What then were those 'characteristics'? In itself, the term aprostasion inevitably suggests a connection with the prostates, that enigmatic champion/patron/spokesman figure whom, according to the lexicographers (the late-antique scholars who commented on classical literature), all metics had to have. The term aprostasion, with its negative a-prefix, would plausibly mean a dereliction of that duty, with a prosecution by graphe aprostasiou as the risk if this came to light. Furthermore, the seriousness with which the Athenians took the offence is shown by the fact that conviction in such a trial led to the person concerned being sold into slavery.
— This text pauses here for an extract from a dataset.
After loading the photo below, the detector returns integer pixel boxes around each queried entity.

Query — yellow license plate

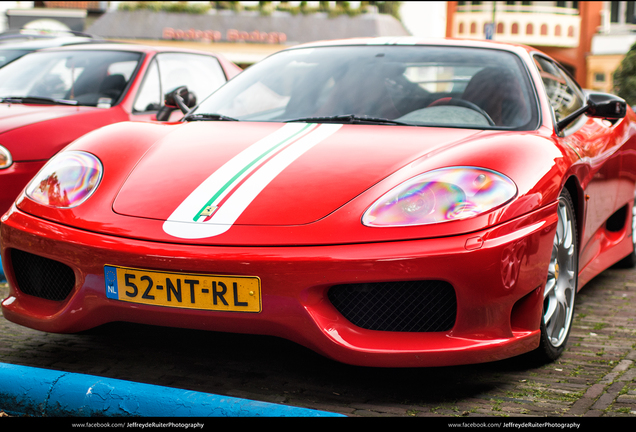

It would have been open to Meyer, accordingly, to hold that what the people who have 'escaped' conviction prior to these dedications had been charged with was evasion of the duty to register with, and to live their lives under the supervision of, a prostates. In fact, she deploys an ingenious nexus of evidence and argument to seek to show that the actual charge against them here had more usually been an associated and analogous one (also punishable, for those convicted, by loss of liberty): not paying the metoikion, the metic's invidious poll-tax.

These phialai-dedicatees have - on any view - been found Not Guilty of the charge that has been brought against them, and Meyer argues that the obverse of their presumed relief was what befell the failed prosecutors. We know that the gravity of bringing a graphe, of any kind, was safeguarded in this era by a stipulation that prosecutors who obtained less than 20% of the votes of the (enormous) juries who heard the cases had to pay a fine of 1000 drachmas. Meyer envisages that a tithe of this, 100 drachmas per trial, provided the funding for the (always 100-dr.-weight) phialai.

Why should the Athenians have wanted to do this? Why be so pleasant to the metics in the years after 335/4, the epoch (coinciding with the reign of Alexander the Great) dominated by the aristocratic politician Lycurgus of Butadai? A central part of Meyer's answer to that question is to begin the period of relevance earlier, by drawing a distinction between the inscriptions and the actual dedications. The inscriptions do not, even on her revisionist hypothesis, antedate 335/4, but the dedications probably do. They were made at any time, she argues, from c.350 onwards, and probably to one of the cult-manifestations of Zeus (Eleutherios, Metoikios, Soter: see 53-55). Then, '[a]fter 335, Lycurgus' legislation moves these phialai [...] to the Acropolis, inventories them (and their information), and melts them down to create new processional vessels for Athena' (78).

This last element in the scenario is well-supported, by Meyer, with other strands of Lycurgus' known activity in the interlinked areas of religion and finance. Yet even more interesting, if she is right, is the added insight we get into the preceding twenty years as well. From the end of the Social War and the implosion of most of Athens' maritime empire in the mid 350s, the economic importance of a sizeable metic population became ever more self-evident, not only to armchair commentators like the elderly Xenophon but also, the signs are, to those who shaped actual decision-making in this area. Procedures could be changed, and - no less significant - messages of greater warmth and welcome than in the past could be sent out to metics (actual and potential).

As the author (long ago) of a monograph on Athens' metics, and thus someone with many settled views about them, I took on the review of this book in a sceptical mood, but I have become a convert. Meyer's study displays impeccable bibliographical depth and tremendous intellectual rigour and penetration, all on display in a wealth of detail that cannot be adequately conveyed in the space available here. The relative ease with which she is able to expose the many, often self-contradictory, flaws and problems which beset the orthodox understanding of the phialai-inscriptions (17-28) makes it all-but-impossible, in my opinion, to continue to take refuge in it, against the onslaught of her own, new model. Not all of the model's constituent planks, as she admits, can bear equal weight. Nevertheless, I say we should embrace it.